The secondary market for used parts is pretty good on ebay. A lot of the time you can get 90% of a video card's current value back on there, for instance.

There are some people on there who try to cheat the system, but its a pretty small minority in my experience.

Nobody really has any incentive to buy something, break it, and then return it and get their money back. There is really no upside there for the buyer.

There is a potential upside if they can convince you its broken when its still working and they get you to give the money back and you let them keep the motherboard, but that is about all I can think of.

The shipping process does incur some real risk of actual damage if boxes get thrown around, though, so if you do try to ebay the board it wouldn't be the worst idea to ship the old board in the box the new one came in with the padding that came with it and all that.

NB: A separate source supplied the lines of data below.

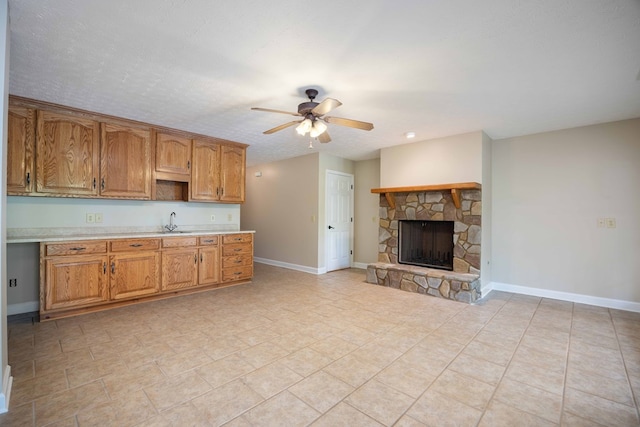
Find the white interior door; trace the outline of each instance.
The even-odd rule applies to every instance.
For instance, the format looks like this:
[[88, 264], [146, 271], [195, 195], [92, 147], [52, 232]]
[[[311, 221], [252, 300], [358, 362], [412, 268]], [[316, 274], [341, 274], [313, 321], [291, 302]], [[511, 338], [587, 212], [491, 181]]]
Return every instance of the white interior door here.
[[353, 242], [353, 175], [327, 171], [327, 271], [351, 267]]

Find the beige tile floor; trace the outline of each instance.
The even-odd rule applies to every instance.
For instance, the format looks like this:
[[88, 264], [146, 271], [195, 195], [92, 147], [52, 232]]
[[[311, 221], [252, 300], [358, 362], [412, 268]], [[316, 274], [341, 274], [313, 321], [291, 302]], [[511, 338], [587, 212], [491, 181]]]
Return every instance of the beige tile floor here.
[[640, 314], [255, 270], [248, 285], [11, 323], [0, 425], [640, 425]]

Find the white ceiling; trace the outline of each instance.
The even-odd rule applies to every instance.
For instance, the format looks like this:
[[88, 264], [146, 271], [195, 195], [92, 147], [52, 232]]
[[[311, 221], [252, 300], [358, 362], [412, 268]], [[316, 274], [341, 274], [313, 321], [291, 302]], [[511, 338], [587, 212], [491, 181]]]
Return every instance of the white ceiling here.
[[343, 105], [314, 150], [484, 130], [494, 139], [640, 117], [638, 0], [9, 0], [12, 94], [308, 154], [304, 90]]

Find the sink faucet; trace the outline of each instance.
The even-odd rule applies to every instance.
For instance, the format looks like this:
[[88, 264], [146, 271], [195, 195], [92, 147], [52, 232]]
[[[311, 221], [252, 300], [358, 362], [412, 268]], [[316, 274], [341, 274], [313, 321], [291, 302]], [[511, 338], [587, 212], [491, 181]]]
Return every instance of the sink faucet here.
[[176, 213], [171, 212], [171, 215], [169, 215], [169, 225], [164, 226], [164, 228], [166, 228], [169, 232], [178, 228], [178, 226], [174, 223], [175, 218], [176, 218]]

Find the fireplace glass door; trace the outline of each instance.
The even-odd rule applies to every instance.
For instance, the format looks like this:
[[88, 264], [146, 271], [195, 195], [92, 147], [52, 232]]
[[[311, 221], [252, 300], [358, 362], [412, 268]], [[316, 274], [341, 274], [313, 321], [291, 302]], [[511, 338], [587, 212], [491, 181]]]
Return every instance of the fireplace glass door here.
[[453, 221], [400, 220], [401, 264], [453, 270]]

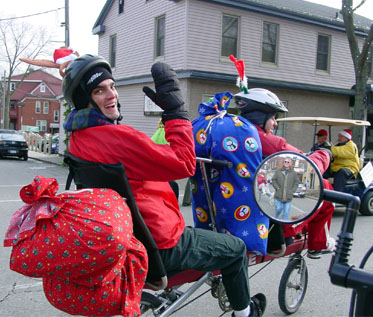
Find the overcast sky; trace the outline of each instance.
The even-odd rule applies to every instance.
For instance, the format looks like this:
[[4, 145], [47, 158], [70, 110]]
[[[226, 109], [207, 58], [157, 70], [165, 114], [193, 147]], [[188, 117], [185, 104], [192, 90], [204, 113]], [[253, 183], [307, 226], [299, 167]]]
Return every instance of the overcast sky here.
[[[131, 0], [136, 1], [136, 0]], [[166, 0], [157, 0], [166, 1]], [[285, 1], [286, 0], [277, 0]], [[308, 0], [310, 2], [340, 8], [341, 0]], [[33, 25], [46, 25], [53, 33], [56, 48], [62, 46], [65, 39], [61, 22], [65, 20], [65, 0], [2, 0], [0, 19], [21, 17], [53, 10], [52, 12], [25, 17], [22, 20]], [[97, 53], [98, 36], [92, 35], [92, 27], [96, 22], [106, 0], [70, 0], [70, 46], [80, 54]], [[355, 1], [358, 3], [360, 1]], [[59, 9], [60, 8], [60, 9]], [[367, 0], [358, 14], [373, 20], [373, 0]]]

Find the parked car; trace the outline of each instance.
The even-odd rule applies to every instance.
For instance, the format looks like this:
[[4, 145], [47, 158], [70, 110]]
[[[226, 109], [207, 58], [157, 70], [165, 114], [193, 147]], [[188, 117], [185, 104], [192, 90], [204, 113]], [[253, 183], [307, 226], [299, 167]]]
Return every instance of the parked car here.
[[28, 145], [20, 132], [0, 129], [0, 158], [3, 156], [18, 156], [27, 161]]
[[296, 191], [293, 193], [293, 197], [304, 198], [306, 197], [306, 186], [299, 184]]
[[[51, 153], [52, 154], [57, 154], [58, 153], [58, 146], [60, 142], [60, 135], [55, 134], [52, 136], [52, 148], [51, 148]], [[47, 139], [47, 145], [49, 144], [49, 139]], [[42, 140], [41, 143], [41, 150], [44, 151], [44, 139]], [[48, 151], [48, 149], [47, 149]]]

Anyway, there are other options too. You could try craigslist if you want somebody local. These sorts of people will usually try to get you to prove it is working before they buy stuff from you, so you might have to leave it in the PC while you are selling it and show them it does indeed work and it is indeed the exact product you said it was and then take the PC apart while they are waiting and hand it over. They will most likely try to claim they don't have some or all the money, though, in my experience.

I have personally bought a lot of things through ebay and sold a lot through craigslist and not had a lot of problems with either one.

I haven't done buying on craigslist nor selling on ebay, so I can only go by what I have heard in those cases.